The ‘Red Lion,’ as the inn or hotel was called which of late years had become the fashion among tourists, because of the absence from its precincts of all that was fashionable and new, stood near the middle of the town, and formed a corner where in winter the winds whistled and assembled their forces previous to plunging helter-skelter along the streets. In summer it was a fresh and pleasant spot, convenient for such quiet characters as sojourned there to study the geology and beautiful natural features of the country round.
The lady whose appearance had asserted a difference between herself and the Anglebury people, without too clearly showing what that difference was, passed out of the town in a few moments and, following the highway across meadows fed by the Froom, she crossed the railway and soon got into a lonely heath. She had been watching the base of a cloud as it closed down upon the line of a distant ridge, like an upper upon a lower eyelid, shutting in the gaze of the evening sun. She was about to return before dusk came on, when she heard a commotion in the air immediately behind and above her head. The saunterer looked up and saw a wild-duck flying along with the greatest violence, just in its rear being another large bird, which a countryman would have pronounced to be one of the biggest duck-hawks that he had ever beheld. The hawk neared its intended victim, and the duck screamed and redoubled its efforts.

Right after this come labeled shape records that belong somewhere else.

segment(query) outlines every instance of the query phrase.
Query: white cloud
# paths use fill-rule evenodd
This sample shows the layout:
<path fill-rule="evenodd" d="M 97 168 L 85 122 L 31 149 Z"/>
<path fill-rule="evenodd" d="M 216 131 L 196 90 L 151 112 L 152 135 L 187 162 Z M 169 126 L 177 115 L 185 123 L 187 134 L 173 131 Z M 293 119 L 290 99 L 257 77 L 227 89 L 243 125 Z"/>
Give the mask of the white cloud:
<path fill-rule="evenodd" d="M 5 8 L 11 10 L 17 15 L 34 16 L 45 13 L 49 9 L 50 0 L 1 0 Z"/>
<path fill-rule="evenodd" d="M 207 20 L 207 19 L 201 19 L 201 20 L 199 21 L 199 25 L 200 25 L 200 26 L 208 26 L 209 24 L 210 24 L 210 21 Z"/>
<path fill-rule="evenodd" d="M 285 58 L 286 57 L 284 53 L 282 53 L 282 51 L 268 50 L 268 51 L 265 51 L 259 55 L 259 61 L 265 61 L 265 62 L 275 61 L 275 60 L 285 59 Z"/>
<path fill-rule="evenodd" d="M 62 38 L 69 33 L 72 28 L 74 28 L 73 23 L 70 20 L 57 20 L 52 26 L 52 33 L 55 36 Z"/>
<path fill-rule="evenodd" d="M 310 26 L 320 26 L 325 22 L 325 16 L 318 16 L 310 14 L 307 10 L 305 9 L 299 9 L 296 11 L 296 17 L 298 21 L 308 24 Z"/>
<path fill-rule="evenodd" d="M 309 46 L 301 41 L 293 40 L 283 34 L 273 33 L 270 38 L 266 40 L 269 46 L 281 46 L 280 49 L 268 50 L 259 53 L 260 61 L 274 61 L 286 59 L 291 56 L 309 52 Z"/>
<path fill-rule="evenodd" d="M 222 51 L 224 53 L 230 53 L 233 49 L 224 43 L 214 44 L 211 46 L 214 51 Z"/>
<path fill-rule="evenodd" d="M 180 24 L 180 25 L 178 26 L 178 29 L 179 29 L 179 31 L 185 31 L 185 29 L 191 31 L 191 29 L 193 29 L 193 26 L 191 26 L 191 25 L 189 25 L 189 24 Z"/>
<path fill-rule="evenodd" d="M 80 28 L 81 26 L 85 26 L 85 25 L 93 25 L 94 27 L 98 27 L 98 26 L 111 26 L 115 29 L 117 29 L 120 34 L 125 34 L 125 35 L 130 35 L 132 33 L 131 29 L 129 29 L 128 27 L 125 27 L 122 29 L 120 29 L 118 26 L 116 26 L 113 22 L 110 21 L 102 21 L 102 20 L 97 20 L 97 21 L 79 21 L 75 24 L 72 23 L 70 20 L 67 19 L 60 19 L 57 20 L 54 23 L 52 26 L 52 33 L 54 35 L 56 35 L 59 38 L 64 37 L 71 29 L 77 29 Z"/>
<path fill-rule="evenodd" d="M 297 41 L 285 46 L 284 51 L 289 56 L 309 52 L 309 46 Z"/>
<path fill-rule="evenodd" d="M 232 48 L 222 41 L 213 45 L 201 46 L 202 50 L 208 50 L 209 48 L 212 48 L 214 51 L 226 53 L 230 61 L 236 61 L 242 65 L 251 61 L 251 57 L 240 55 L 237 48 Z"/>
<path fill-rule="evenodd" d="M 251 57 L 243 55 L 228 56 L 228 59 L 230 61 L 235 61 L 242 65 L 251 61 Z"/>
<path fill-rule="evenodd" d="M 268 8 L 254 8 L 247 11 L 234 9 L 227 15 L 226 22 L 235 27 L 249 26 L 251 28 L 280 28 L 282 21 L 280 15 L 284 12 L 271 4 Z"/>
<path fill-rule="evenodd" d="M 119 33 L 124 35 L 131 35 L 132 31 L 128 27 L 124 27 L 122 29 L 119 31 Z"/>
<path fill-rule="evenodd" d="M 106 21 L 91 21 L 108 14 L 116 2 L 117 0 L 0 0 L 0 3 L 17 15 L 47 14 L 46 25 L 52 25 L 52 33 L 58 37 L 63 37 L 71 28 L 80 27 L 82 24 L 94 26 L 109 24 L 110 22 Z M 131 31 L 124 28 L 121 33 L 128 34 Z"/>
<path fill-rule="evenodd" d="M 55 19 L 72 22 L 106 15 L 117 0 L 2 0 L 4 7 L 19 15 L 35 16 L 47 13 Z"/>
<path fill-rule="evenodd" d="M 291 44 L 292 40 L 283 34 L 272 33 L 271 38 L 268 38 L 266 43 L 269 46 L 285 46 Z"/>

Ethelberta impulsively started off in a rapid run that would have made a little dog bark with delight and run after, her object being, if possible, to see the end of this desperate struggle for a life so small and unheard-of. Her stateliness went away, and it could be forgiven for not remaining; for her feet suddenly became as quick as fingers, and she raced along over the uneven ground with such force of tread that, being a woman slightly heavier than gossamer, her patent heels punched little D’s in the soil with unerring accuracy wherever it was bare, crippled the heather-twigs where it was not, and sucked the swampy places with a sound of quick kisses.
Her rate of advance was not to be compared with that of the two birds, though she went swiftly enough to keep them well in sight in such an open place as that around her, having at one point in the journey been so near that she could hear the whisk of the duck’s feathers against the wind as it lifted and lowered its wings. When the bird seemed to be but a few yards from its enemy she saw it strike downwards, and after a level flight of a quarter of a minute, vanish. The hawk swooped after, and Ethelberta now perceived a whitely shining oval of still water, looking amid the swarthy level of the heath like a hole through to a nether sky.